How the molecular structure determines the flow of excitation energy in plant light-harvesting complex II

Abstract

Excitation energy transfer in the light-harvesting complex II of higher plants is modeled using excitonic couplings and local transition energies determined from structure-based calculations recently ( Müh et al., 2010). A theory is introduced that implicitly takes into account protein induced dynamic localization effects of the exciton wavefunction between weakly coupled optical and vibronic transitions of different pigments. Linear and non-linear optical spectra are calculated and compared with experimental data reaching qualitative agreement. High-frequency intramolecular vibrational degrees of freedom are found important for ultrafast subpicosecond excitation energy transfer between chlorophyll (Chl) b and Chl a, since they allow for fast dissipation of the excess energy. The slower ps component of this transfer is due to the monomeric excited state of Chl b 605. The majority of exciton relaxation in the Chl a spectral region is characterized by slow ps exciton equilibration between the Chl a domains within one layer and between the lumenal and stromal layers in the 10–20 ps time range.

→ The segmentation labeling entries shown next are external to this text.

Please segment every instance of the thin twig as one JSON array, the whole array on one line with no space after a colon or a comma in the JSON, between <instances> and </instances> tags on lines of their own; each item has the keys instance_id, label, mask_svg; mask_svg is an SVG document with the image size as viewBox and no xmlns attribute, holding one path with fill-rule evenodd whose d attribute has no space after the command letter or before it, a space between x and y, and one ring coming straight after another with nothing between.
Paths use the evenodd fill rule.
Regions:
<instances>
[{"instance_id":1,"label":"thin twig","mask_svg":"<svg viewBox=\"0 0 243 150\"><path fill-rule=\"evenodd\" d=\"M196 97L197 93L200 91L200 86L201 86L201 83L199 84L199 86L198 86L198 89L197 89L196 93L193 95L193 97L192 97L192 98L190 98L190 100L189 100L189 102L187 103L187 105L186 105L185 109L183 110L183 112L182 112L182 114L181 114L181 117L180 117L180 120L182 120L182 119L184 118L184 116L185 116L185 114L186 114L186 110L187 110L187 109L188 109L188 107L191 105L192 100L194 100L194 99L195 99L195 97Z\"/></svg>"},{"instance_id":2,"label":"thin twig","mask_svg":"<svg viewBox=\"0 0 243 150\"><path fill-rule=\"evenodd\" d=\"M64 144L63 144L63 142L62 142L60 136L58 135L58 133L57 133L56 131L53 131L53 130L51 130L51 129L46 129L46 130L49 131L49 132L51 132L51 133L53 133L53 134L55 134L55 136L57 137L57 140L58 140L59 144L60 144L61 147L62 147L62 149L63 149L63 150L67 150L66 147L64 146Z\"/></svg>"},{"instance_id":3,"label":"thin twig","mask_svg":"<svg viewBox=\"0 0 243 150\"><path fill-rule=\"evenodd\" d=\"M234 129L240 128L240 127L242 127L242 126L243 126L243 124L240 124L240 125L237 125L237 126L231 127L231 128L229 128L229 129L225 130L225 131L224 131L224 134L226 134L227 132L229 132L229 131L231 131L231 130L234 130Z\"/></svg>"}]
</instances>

Subpicosecond exciton relaxation in the Chl a region is only found within the terminal emitter domain (Chls a 610/611/612) and within the Chl a 613/614 dimer. Deviations between measured and calculated exciton state life times are obtained for the intermediate spectral region between the main absorbance bands of Chl a and Chl b that indicate that besides Chl b 608 another pigment should absorb there. Possible candidates, so far not identified by structure-based calculations, but by fitting of optical spectra and mutagenesis studies, are discussed. Additional mutagenesis studies are suggested to resolve this issue.